Closed kaanakan closed 3 weeks ago
Yes I've tried that, basically using SD as the slot decoder. But I didn't go very far as fine-tuning requires huge memory. If I freeze it, I cannot learn good object-centric representation.
But you can check out the Stable-LSD variant in this work, they have shown some promising results using SD.
Thank you for your response! If possible, could you kindly share the results you have for the COCO and VOC datasets? I’d greatly appreciate it.
Best regards,
I think I don't have them anymore. Well, even in Stable-LSD, the reconstruction results are not very good TBH. Also IIRC, it's not capable of compositional generation at all. So I don't know if this can even work -- the part-whole ambiguity is too complicated in real-world data, unsupervised decomposition is just too hard.

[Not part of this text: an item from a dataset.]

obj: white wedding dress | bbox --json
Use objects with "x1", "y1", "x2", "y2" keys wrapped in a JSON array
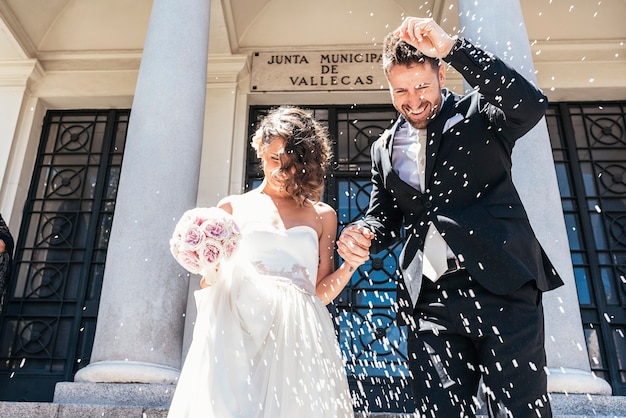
[{"x1": 168, "y1": 209, "x2": 354, "y2": 417}]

There is another paper you might be interested in: https://arxiv.org/abs/2407.17929 They use more pre-trained knowledge to generate pseudo masks to supervise their slot + SD model. They can get good segmentation results, but still the generation is quite bad I think
Hello,
Thank you for sharing your work!
I wanted to inquire whether you've explored integrating pretrained diffusion models like Stable Diffusion v1.5 or v2.1 into your project. If so, I’d love to hear more about the results and any insights you can share.
Thanks in advance for your time and assistance!